Cependant cette vie si régulière et si ouverte de Mauguet, ne se prêtait guère aux allures tortueuses de la passion illicite. La plus simple démarche en dehors des habitudes établies, pouvait être remarquée et faire naître le soupçon. Tous les yeux s’ouvraient sur les actes de la pauvre vicomtesse ; non par méfiance injurieuse, mais naturellement par cette sorte de curiosité qui s’attache aux Parisiens transplantés en province. Sans qu’on s’en rendit compte, on avait toujours considéré madame de Mauguet comme une étrangère, ou, pour mieux dire, comme une greffe entée sur le tronc d’un vieil arbre. On remarquait en elle des goûts inconnus jusqu’alors dans le pays, et on lui supposait des intérêts séparés de ceux de sa nouvelle famille ; peut-être aussi n’avait-elle pas cherché à se concilier les cœurs et à rentrer dans le moule coûlé pour elle par des esprits rigides et prévenus.
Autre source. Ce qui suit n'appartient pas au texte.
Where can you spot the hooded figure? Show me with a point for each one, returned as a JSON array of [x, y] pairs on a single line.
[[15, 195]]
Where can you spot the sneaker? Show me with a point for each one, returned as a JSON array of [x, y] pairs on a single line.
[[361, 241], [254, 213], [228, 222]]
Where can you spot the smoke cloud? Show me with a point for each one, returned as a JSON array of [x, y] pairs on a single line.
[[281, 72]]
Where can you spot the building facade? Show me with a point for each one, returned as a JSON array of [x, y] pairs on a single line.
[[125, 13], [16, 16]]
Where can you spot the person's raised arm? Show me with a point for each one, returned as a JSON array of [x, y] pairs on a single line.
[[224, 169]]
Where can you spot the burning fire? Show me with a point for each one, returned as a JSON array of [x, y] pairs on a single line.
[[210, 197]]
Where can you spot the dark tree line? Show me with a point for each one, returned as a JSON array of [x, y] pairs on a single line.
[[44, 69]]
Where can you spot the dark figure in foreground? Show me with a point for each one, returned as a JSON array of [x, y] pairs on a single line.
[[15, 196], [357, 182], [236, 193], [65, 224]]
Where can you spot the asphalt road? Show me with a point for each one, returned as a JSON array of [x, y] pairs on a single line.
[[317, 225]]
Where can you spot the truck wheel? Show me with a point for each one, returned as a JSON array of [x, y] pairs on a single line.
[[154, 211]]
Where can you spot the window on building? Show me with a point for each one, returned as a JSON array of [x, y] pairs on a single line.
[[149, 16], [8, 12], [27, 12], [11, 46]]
Enfin, qu’elle l’eût mérité ou non, elle trouvait dans son entourage des dispositions analogues à celles qui accueillirent Marie-Antoinette à la cour de France.

L’admiration et l’amour qui s’étaient attachés à Jeanne, nuisaient aussi à sa jeune nièce. L’esprit humain est ainsi fait ; on ne se demandait pas si la vicomtesse avait été à même de montrer du courage et du dévouement, on se disait seulement qu’elle n’était bonne à rien, ni aux soins du ménage, ni à la fortune de sa maison, ni à l’éducation de son fils.